The new alliance includes, in addition to the State of Law, "al-Fatah, Asa'ib Ahl al-Haq, Huqooq, Kata'ib Hezbollah, and other movements who believe that the alliance recognizes their aspirations in establishing a strong state."
"Our bloc is the largest. After ratifying the results and in the first session of the new parliament, we will register the Coordination Framework as the largest bloc, and it will be mandated to name the Government and its Prime Minister."
On the new election law prohibition to forming alliances shortly before announcing the government, he said, "We act in accordance with the resolutions of the Federal Court. Its latest decisions are still in force and compelling to everyone. For this reason, we formed the alliance."

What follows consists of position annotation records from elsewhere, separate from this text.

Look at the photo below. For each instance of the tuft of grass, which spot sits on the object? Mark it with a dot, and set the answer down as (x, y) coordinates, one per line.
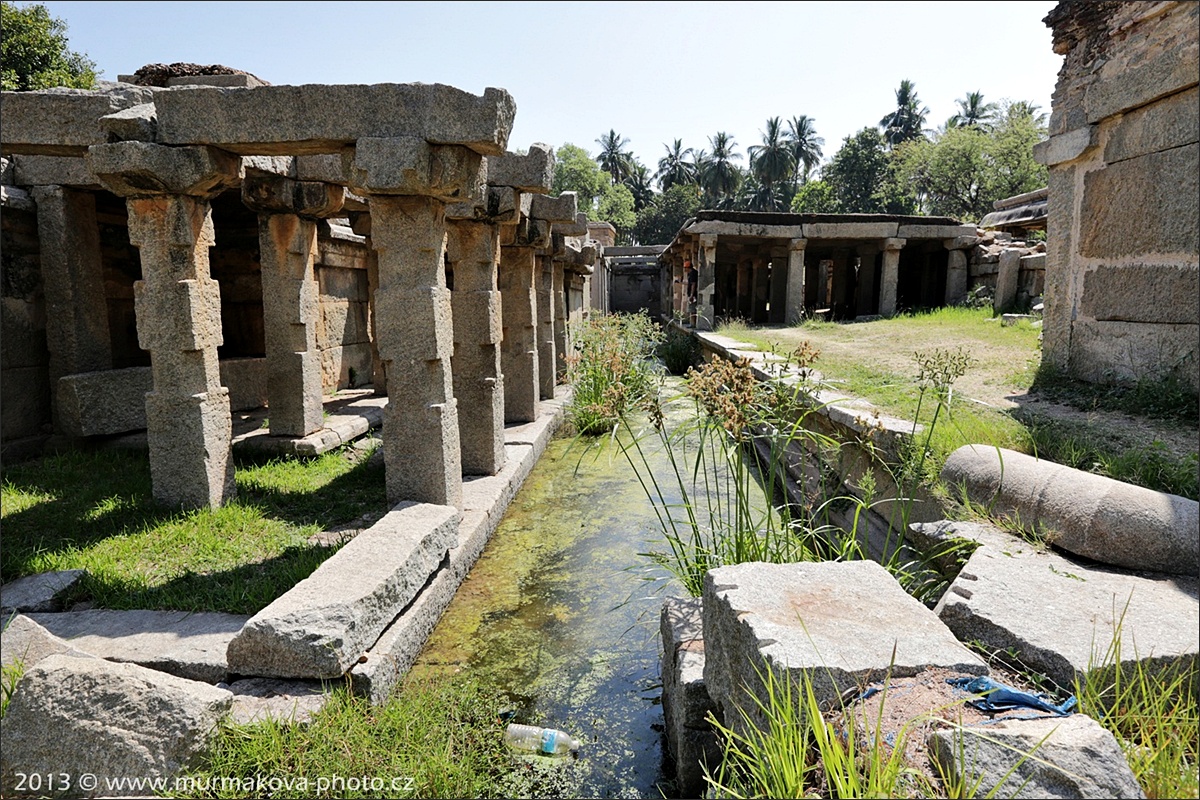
(95, 511)
(435, 738)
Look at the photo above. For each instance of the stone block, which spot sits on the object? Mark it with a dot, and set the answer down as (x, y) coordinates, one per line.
(133, 124)
(1067, 146)
(561, 209)
(1167, 73)
(1061, 614)
(1128, 211)
(53, 170)
(323, 625)
(264, 120)
(532, 172)
(1068, 757)
(1084, 513)
(37, 593)
(852, 230)
(1143, 293)
(1168, 124)
(187, 644)
(840, 624)
(24, 642)
(58, 121)
(109, 721)
(141, 168)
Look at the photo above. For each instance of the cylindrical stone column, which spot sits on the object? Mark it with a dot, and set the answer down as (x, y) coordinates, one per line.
(178, 308)
(473, 250)
(519, 350)
(415, 334)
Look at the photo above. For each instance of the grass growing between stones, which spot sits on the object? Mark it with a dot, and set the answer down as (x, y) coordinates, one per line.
(95, 511)
(435, 738)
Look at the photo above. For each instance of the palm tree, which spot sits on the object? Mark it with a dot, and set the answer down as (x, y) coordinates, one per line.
(973, 112)
(675, 168)
(639, 184)
(720, 176)
(907, 121)
(772, 162)
(805, 148)
(613, 157)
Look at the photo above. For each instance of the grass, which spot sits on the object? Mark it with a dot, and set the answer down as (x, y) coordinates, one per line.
(95, 511)
(433, 739)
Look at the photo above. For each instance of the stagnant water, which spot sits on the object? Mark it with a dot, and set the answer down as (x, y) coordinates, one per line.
(562, 613)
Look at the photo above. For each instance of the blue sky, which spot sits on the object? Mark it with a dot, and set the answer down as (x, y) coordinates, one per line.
(652, 71)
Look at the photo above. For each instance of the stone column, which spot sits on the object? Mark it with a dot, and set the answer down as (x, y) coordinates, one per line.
(73, 281)
(796, 281)
(706, 282)
(867, 270)
(519, 352)
(891, 275)
(473, 250)
(409, 182)
(178, 307)
(287, 241)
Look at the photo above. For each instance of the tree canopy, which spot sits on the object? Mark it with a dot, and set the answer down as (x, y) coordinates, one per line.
(34, 52)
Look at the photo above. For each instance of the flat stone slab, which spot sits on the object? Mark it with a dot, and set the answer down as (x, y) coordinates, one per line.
(1061, 614)
(183, 643)
(1072, 757)
(94, 719)
(36, 593)
(25, 642)
(323, 625)
(841, 624)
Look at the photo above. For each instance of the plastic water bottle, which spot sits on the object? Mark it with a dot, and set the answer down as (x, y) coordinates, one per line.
(546, 741)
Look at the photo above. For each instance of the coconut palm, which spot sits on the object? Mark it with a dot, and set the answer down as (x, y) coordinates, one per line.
(805, 143)
(907, 121)
(720, 176)
(675, 168)
(772, 163)
(613, 157)
(973, 112)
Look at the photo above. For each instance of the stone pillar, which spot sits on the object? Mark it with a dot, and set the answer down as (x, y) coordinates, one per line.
(796, 281)
(73, 281)
(473, 248)
(867, 270)
(891, 275)
(178, 307)
(706, 282)
(287, 241)
(519, 350)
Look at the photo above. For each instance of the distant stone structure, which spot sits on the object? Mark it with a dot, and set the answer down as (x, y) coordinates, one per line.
(174, 254)
(1123, 264)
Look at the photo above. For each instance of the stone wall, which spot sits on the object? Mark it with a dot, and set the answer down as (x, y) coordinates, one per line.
(1123, 259)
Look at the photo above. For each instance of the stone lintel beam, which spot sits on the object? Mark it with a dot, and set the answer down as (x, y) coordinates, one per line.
(412, 166)
(264, 120)
(144, 169)
(268, 193)
(533, 172)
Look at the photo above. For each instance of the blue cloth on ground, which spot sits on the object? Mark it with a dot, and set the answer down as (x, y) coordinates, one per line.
(997, 697)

"The winning Kurdish rosters and our Sunni brothers expressed willingness to join our alliance, form the government, and distribute the tasks according to the executive positions."
Al-Sayhoud said that al-Maliki is the bloc's first choice to take over the premiership, "we also have other candidates. It is a matter of political consensus."
"Holding the election is tough. But we demanded a manual recount of the ballots," he answered when asked about the new alliance on the notion of re-holding the election.
"Our door is always open to all the Shiite parties. Whoever believes in our project is welcomed."
Earlier today, a leader of the Sadrist movement, Issam Hussein, said that the upcoming government will be a "coalition of strong parties", excluding the possibility of the State of Law Coalition, led by Nouri al-Maliki, being on board.
In a statement to Shafaq News Agency, Hussein said, "the forthcoming days will witness forming a coalition government via the alliance of the strong [blocs]... This alliance will include the parties that claimed many and influential seats in the Parliament. Currently, we have concluded agreements with many of those forces."
"All the victorious parties are close to us, except for those whose agenda opposes ours and aim to build authority. For this reason, the State of Law Coalition is outside our considerations," he said, "the parties that endorse the authoritative agenda of the State of Law Coalition is also far from us. We would not ally with them as well."
"This agenda aims to seize power and practice intellectual terrorism. This experience is very bad, and it was the most prominent reason for the emergence of the terrorist organization ISIS in Iraq. Therefore, it is not possible to ally with such parties, and they have such agendas."
The results of the early parliamentary election showed the Sadrist movement maintaining the most seats in parliament, leading in several of Iraq's 18 provinces, including the capital, Baghdad. Al-Sadr, a controversial leader remembered for leading an insurgency against U.S. forces after the 2003 invasion, appeared to have increased his movement's seats in the 329-member parliament from 54 in 2018 to 73.
With 94% of the ballot boxes counted, none of the competing political blocs appeared on track to win a majority in parliament and consequently name a prime minister. But as the results stand, al-Sadr's bloc will be able to take a leading role in the political horse-trading to find a compromise candidate and set the political agenda for the next four years.
The State of Low Coalition, led by the former Prime Minister of Iraq Nouri al-Maliki, secured 37 seats, fours seat behind al-Taqaddom (Progress) bloc led by the Sunni Speaker of the Iraqi Parliament, Muhammad al-Halboosi.
The Kurdistan Democratic Party (KDP) led by the Kurdish leader Masoud Barzani has won 32 seats; twice more than Iran's favorite al-Fatah Alliance, which toll of seats diminished to 14 only from 48 in the 2018 elections.